Il pianista Gianluca Cascioli propone un recital di celebri pagine ispirate al Viaggio in Italia.

  • Franz Liszt

    Immagini, storie ed epopee ispirate al paesaggio e alla cultura italiana: di tutto ciò si è nutrita l’intera produzione di Liszt. Un mondo che è stato alimentato dai suoi lunghi soggiorni nel “Bel Paese”.

    Il Sonetto 104 del Petrarca, compreso nella seconda delle Années de Pèlerinage, è una sintesi di verso poetico e invenzione strumentale. Liszt torna fino agli anni estremi ad attingere al paesaggio sensoriale e psicologico italiano, in brani evanescenti come schizzi a matita e spesso pregni di morte e decomposizione, fra cui RW – Venezia (S.201), scritto sull’onda emotiva della scomparsa di Richard Wagner, avvenuta nella città lagunare il 13 febbraio 1883.

  • Claude Debussy

    Dopo aver vinto il prestigioso premio Prix de Rome nel 1884, Debussy soggiornò per tre anni in Italia. Da questa esperienza trasse ispirazioni e colori che riaffiorano anche nelle macchie di colore sonoro delle Collines d’Anacapri. Il filo di questa fascinazione si riannoda ai nostri giorni, in un’emozione che non conosce il passare del tempo e delle mode.

  • Igor Stravinsky

    Affamato del sole d’Italia fin dai tempi di Pulcinella (1920), anche il maturo Stravinsky amò l’Italia. Scelse Venezia come luogo per soggiornare, creare, dare prime memorabili. Morirà a New York il 6 aprile 1971, nel suo appartamento ma fu tumulato nell’isola lagunare di San Michele, dove riposa tuttora.

  • Gianluca Cascioli

    Torinese, è nato nel capoluogo piemontese nel 1979. Gianluca Cascioli vanta una formazione artistica di alto livello: ha studiato pianoforte con Franco Scala ad Imola, composizione con Alessandro Ruo Rui e musica elettronica con Ruggero Tajè presso i Conservatori di Torino e di Milano. Nel 1994 ha vinto il primo premio al Concorso Pianistico Internazionale Umberto Micheli, con giurati come Luciano Berio e Maurizio Pollini. Da allora è ospite delle principali città europee, americane e giapponesi.

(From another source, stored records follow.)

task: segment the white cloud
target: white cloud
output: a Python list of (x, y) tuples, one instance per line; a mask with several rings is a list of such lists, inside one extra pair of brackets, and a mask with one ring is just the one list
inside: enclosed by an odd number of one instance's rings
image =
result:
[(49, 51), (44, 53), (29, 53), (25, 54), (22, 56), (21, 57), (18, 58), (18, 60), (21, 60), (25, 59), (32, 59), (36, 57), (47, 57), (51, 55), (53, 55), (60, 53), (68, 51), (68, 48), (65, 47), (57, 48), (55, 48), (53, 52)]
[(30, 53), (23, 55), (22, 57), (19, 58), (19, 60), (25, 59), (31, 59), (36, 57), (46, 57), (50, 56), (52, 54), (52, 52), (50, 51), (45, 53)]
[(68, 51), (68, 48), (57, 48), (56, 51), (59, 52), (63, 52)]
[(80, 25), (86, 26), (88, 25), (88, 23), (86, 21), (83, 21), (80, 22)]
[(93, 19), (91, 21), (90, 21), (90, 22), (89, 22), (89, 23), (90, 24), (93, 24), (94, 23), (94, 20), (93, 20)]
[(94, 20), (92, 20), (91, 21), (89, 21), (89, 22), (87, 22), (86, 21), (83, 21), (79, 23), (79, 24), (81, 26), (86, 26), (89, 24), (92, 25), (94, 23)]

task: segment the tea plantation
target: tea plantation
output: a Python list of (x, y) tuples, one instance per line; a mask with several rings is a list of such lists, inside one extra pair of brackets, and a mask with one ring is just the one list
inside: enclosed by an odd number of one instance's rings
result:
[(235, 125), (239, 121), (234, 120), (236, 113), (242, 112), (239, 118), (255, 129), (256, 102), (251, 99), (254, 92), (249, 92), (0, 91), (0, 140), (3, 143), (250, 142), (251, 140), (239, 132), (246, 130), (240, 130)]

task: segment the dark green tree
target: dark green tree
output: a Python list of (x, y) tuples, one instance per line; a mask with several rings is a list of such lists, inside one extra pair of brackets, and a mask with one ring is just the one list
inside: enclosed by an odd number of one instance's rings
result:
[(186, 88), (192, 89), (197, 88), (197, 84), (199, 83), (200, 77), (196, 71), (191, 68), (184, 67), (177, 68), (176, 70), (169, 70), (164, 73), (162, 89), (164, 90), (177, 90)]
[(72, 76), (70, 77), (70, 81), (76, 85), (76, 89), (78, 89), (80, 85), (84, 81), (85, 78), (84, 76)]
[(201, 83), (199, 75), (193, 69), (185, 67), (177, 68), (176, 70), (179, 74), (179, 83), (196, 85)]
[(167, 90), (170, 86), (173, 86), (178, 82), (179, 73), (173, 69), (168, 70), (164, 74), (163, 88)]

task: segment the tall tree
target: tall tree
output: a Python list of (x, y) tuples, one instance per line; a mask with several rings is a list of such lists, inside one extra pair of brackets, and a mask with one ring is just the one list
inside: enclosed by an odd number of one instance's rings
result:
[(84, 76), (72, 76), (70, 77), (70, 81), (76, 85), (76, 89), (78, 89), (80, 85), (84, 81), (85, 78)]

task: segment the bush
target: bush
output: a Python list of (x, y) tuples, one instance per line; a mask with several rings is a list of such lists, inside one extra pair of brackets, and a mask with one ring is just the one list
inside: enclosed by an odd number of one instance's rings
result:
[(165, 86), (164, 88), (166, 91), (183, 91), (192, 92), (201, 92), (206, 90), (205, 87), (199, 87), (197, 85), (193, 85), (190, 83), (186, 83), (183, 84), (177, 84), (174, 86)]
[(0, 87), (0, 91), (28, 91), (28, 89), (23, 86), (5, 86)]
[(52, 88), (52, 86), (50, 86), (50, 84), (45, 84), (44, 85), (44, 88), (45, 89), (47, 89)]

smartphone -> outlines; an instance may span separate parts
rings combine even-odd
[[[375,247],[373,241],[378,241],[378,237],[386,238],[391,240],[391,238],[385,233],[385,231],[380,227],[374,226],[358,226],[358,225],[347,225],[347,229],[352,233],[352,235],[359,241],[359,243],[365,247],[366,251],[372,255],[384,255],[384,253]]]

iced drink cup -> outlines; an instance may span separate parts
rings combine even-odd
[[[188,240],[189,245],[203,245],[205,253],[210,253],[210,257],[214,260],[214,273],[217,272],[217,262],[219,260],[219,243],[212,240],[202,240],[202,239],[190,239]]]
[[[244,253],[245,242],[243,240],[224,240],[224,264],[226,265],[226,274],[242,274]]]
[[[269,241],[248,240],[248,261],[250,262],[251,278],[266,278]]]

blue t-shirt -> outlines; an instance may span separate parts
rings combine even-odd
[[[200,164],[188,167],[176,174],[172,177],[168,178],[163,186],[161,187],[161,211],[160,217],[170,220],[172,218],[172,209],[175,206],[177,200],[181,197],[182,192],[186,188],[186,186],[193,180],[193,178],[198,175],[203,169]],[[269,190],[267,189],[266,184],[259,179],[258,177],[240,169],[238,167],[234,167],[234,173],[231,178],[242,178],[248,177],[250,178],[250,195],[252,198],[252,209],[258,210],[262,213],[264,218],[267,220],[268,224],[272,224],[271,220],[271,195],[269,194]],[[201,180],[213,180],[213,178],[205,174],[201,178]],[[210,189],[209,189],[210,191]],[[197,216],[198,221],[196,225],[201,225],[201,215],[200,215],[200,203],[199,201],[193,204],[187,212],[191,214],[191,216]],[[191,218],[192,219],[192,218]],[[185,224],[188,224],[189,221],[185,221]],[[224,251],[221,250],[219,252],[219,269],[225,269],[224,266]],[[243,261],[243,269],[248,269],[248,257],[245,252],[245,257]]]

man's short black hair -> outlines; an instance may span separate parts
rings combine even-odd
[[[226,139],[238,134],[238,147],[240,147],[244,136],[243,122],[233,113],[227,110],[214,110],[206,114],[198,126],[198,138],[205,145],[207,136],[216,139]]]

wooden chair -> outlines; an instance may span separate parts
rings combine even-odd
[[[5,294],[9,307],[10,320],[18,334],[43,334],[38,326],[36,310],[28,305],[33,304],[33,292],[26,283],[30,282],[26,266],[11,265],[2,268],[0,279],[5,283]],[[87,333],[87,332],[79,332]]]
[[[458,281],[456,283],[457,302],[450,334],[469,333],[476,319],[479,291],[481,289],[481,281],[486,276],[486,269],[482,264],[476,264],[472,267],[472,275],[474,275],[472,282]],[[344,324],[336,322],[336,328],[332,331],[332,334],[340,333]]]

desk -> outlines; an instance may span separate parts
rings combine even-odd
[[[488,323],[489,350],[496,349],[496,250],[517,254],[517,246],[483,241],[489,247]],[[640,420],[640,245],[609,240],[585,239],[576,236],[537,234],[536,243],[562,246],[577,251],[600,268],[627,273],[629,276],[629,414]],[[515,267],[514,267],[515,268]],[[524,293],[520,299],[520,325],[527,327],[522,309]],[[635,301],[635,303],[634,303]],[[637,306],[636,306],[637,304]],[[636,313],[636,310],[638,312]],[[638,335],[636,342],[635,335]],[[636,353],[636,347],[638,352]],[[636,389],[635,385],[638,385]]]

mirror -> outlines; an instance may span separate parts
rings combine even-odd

    Suona con i Berliner Philharmoniker, Chicago Symphony, London Philharmonic Orchestra, Royal Philharmonic Orchestra, Academy of St. Martins in the Field, New York Philharmonic, Orchestra Filarmonica della Scala e con direttori quali Claudio Abbado, Vladimir Ashkenazy, Daniele Gatti, Valery Gergiev, Daniel Harding, Lorin Maazel, Zubin Metha, Riccardo Muti, Gianandrea Noseda, Mstislav Rostropovich, Yuri Termirkanov.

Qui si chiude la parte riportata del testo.